Faria uses RLE, but with three different types of runs:

1) The three most common runs of metatiles (water, grass, forest) can have runs of 2 to 17 metatiles. Bit pattern is 0x11mmcccc (m = metatile index into lookup array and c = count - 2)

2) Then there are 8 lesser types (generally horizontal boundaries between grass and other terrain types). These runs can be from 2 to 9 in count. Bit pattern is 0x10mmmccc.

3) Other metatiles don't have repeat count. This is also how one would represent a single water tile. Bit pattern is %0mmmmmmm.

The overworld is 128x128 metatiles, and compresses down to 7443 bytes in size.
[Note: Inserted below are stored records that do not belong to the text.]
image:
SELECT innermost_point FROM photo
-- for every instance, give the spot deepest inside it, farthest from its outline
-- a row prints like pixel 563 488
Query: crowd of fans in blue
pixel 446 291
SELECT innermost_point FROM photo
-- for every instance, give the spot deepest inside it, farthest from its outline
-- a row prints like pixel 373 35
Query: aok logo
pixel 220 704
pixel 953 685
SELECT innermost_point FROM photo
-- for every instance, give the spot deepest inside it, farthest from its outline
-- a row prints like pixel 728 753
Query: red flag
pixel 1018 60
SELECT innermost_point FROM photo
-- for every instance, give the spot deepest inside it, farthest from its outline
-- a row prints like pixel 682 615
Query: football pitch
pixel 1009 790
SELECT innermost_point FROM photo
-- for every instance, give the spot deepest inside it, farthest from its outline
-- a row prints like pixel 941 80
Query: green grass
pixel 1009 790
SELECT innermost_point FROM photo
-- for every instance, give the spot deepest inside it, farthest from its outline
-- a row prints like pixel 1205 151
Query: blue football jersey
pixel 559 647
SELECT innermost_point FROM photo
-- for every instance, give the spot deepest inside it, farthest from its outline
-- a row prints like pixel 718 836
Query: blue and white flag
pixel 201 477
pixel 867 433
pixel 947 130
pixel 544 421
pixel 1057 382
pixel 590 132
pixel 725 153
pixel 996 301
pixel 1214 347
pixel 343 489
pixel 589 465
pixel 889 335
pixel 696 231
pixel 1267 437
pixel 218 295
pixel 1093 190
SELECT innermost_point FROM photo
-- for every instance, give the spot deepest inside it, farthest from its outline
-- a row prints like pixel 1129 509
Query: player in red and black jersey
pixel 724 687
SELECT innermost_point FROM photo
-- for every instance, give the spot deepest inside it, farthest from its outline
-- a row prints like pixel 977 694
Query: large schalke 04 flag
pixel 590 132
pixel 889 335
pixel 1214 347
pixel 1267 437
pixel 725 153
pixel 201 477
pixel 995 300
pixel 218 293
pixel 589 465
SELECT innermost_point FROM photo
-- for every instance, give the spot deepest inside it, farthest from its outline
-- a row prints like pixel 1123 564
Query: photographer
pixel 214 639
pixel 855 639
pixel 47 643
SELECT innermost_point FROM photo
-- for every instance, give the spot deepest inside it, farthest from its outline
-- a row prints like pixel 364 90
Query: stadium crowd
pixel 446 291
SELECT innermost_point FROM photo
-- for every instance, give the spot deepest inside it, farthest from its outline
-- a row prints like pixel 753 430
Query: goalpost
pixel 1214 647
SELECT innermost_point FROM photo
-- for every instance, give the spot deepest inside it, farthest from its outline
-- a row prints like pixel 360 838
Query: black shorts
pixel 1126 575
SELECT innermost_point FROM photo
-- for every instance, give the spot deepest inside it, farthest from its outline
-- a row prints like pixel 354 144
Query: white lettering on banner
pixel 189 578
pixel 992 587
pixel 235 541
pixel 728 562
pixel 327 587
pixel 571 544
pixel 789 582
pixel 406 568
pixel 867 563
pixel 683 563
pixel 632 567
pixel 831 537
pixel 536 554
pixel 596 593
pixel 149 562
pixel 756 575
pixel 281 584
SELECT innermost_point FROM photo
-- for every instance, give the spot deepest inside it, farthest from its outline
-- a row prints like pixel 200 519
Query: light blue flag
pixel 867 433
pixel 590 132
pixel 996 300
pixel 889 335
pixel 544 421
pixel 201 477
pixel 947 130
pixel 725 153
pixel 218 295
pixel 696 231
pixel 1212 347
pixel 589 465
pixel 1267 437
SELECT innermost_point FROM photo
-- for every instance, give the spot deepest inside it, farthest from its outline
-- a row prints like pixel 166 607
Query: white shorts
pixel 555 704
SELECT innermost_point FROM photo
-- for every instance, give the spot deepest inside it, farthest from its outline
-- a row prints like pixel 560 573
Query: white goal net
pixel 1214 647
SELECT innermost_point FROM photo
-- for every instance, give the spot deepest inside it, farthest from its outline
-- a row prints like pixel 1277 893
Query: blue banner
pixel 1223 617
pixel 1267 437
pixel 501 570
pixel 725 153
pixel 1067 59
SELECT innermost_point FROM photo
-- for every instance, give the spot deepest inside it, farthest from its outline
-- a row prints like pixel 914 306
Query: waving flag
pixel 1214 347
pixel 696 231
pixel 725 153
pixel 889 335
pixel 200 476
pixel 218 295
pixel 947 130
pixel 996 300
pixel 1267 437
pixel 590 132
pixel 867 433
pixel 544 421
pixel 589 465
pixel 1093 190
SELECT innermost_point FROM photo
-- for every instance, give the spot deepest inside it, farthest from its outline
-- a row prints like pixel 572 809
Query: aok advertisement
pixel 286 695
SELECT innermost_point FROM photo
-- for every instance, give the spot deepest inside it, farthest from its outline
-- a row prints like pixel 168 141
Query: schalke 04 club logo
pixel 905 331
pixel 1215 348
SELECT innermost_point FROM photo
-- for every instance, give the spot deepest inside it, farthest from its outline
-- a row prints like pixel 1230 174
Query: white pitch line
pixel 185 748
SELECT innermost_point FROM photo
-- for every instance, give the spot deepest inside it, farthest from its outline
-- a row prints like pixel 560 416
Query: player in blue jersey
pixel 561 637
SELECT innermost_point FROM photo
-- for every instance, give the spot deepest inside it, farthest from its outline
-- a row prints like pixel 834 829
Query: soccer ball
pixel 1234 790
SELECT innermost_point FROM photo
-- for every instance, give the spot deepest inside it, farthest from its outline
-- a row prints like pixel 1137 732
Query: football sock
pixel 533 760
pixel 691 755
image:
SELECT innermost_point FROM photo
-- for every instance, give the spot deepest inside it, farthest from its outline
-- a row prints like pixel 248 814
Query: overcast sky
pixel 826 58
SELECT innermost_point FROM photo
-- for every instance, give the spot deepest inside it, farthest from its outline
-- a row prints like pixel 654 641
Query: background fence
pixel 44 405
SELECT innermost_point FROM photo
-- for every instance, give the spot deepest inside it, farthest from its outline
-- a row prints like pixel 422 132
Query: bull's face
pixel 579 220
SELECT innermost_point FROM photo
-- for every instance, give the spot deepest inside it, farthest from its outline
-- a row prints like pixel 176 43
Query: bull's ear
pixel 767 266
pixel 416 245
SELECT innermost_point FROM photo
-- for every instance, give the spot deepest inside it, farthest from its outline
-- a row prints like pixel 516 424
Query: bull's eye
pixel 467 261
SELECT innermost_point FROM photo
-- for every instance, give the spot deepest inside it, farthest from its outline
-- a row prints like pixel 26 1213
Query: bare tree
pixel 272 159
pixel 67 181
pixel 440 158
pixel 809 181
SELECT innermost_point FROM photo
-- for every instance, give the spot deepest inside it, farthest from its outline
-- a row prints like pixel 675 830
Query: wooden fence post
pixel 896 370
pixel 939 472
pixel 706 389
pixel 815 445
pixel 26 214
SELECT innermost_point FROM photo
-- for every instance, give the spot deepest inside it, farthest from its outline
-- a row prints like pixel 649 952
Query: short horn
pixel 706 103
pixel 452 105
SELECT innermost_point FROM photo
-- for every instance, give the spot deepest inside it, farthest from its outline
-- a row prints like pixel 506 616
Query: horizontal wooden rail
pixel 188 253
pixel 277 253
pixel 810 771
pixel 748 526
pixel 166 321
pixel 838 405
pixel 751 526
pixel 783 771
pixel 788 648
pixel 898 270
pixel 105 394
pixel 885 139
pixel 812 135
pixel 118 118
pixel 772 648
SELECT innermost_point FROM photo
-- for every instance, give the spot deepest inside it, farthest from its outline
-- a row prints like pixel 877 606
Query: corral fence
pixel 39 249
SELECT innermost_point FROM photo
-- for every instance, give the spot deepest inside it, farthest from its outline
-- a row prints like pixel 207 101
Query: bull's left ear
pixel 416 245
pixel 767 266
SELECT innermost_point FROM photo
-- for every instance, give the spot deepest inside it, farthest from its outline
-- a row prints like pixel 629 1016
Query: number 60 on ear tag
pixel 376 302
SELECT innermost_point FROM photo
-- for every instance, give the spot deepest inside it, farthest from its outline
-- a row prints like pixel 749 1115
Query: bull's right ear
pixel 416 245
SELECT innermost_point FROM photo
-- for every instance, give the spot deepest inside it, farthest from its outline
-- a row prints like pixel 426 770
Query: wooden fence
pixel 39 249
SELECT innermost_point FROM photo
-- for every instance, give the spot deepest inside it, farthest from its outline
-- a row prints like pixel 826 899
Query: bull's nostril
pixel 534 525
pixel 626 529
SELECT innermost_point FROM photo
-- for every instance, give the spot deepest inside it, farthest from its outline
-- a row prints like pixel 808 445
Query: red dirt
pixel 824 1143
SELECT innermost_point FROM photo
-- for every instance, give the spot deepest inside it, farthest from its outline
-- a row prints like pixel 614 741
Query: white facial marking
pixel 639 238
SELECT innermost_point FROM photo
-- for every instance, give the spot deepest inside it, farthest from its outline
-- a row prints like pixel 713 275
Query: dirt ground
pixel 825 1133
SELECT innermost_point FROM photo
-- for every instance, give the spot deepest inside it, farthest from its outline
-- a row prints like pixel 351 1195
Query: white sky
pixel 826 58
Uncompressed it would be 16K. There are a possible 128 metatiles, but only about 120 are actually used.

The skyworld and cave world are not RLE compressed. There are only 4 possible map tiles in each, so those maps are just stored as 4 metatiles per byte.

And I disagree that RLE compression doesn't compress enough. It is enough to fit the entire overworld into a single MMC1 or MMC3 PROG-ROM bank. That makes decompression significantly easier (and faster) to implement. Typical MMC1 bank switching (LSR, STA 5 times) requires 2*(2+4) + jsr + rts = (too lazy to add it up) many CPU cycles.

Not shown in the ROM editor is another fact, Faria does decompress the visible portion of the overworld into temp space. It will decompress rows as needed as you scroll north and south. I don't remember if it buffers a off-screen few tiles in the east/west direction or not. If it doesn't, it would need to decompress 15 rows each time you move east or west.